Pages are indexed even after blocking in robots.txt

Forum Moderators: Robert Charlton & goodroi

Message Too Old, No Replies

Pages are indexed even after blocking in robots.txt

shaunm

11:04 am on Aug 31, 2012 (gmt 0)

Hi all,

I have blocked some of my website pages through robots.txt. Now I see that some of them are indexed while some are not. I am confused as I don't get the point in indexing pages that has been blocked in robots.txt

Can you please suggest? Or adding the noindex html tags in pages that I don't want to be indexed will do the trick?

Thanks a lot!

tedster

4:16 pm on Aug 31, 2012 (gmt 0)

"Disallow" rules in robots.txt do stop googlebot crawling - but as you've discovered Google may still list a URL that they didn't crawl. This happens, for instance, if they know about the through internal or external backlinks and anchor text. Google then constructs a title and snippet for the URL just from references rather than by crawling the page directly.
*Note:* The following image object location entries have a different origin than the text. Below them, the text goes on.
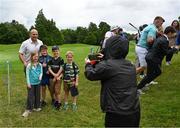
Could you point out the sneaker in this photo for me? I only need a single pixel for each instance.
(43, 103)
(37, 109)
(74, 107)
(26, 113)
(146, 87)
(168, 63)
(57, 105)
(153, 82)
(66, 106)
(140, 92)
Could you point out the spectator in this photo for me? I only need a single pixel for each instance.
(173, 41)
(155, 56)
(146, 40)
(29, 46)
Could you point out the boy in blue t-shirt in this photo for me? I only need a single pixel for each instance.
(44, 59)
(71, 79)
(55, 69)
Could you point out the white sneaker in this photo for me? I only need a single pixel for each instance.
(140, 92)
(26, 113)
(146, 87)
(37, 109)
(153, 82)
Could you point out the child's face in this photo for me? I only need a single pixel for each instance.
(69, 58)
(35, 58)
(44, 52)
(55, 53)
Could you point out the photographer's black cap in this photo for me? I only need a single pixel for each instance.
(55, 47)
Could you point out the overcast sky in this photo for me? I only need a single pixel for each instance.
(73, 13)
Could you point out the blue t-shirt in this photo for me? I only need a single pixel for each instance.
(45, 59)
(178, 38)
(33, 73)
(149, 31)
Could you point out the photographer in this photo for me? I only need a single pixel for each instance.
(118, 96)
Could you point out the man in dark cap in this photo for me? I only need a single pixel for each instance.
(118, 96)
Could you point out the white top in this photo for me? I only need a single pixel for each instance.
(28, 47)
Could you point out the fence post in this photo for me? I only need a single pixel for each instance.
(8, 83)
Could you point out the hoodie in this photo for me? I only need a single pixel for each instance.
(118, 78)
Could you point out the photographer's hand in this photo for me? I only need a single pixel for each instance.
(100, 55)
(87, 61)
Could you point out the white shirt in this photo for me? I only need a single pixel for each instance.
(28, 47)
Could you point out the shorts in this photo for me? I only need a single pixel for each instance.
(73, 89)
(141, 54)
(45, 81)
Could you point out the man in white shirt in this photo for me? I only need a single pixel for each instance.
(29, 46)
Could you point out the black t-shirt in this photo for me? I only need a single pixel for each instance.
(55, 65)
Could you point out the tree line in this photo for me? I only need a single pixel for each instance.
(14, 32)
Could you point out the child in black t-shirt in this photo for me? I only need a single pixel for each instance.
(55, 69)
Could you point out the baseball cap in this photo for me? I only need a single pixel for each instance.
(159, 17)
(55, 47)
(114, 28)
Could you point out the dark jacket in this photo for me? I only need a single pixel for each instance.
(118, 79)
(159, 49)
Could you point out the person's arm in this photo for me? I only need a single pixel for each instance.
(77, 80)
(59, 74)
(52, 73)
(41, 74)
(96, 72)
(21, 57)
(151, 36)
(21, 53)
(27, 76)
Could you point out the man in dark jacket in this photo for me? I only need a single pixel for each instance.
(118, 96)
(155, 56)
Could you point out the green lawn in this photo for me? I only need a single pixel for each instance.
(160, 106)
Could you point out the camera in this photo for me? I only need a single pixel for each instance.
(93, 56)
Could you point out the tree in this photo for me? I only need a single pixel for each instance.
(48, 32)
(90, 39)
(12, 33)
(70, 36)
(81, 34)
(103, 28)
(93, 30)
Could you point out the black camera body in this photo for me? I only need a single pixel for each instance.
(93, 56)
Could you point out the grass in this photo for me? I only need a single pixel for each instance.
(159, 106)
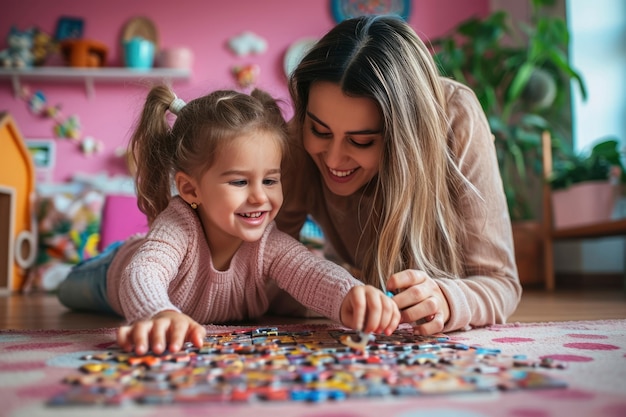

If you really don't want to see a URL in the Google index... then yes, use a noindex robots meta tag instead of robots.txt rules. And remember to change your robots.txt file so you now ALLOW googlebot to crawl the page. Unless they crawl, they won't ever read the robots meta tag.

not2easy

8:13 pm on Aug 31, 2012 (gmt 0)

use a noindex robots meta tag instead of robots.txt rules

And keep pages you do not want indexed out of your sitemap. Google will index pages it finds through internal and external links as tedster says so it helps to "nofollow" links to pages you do not want crawled, but the metatag on the page itself will prevent indexing. If the URL is in your sitemap, the page will be crawled.

aakk9999

8:18 pm on Aug 31, 2012 (gmt 0)

so it helps to "nofollow" links to pages you do not want crawled

I do not think this is a good idea.
a) if the page is not crawled, the robots noindex will not be seen
b) in any case, nofollowing the link does not stop Google crawling the page.
c) nofollow will stop natural page rank circulation within the site and PR will go in the "black hole"

lucy24

9:15 pm on Aug 31, 2012 (gmt 0)

If the URL is in your sitemap, the page will be crawled.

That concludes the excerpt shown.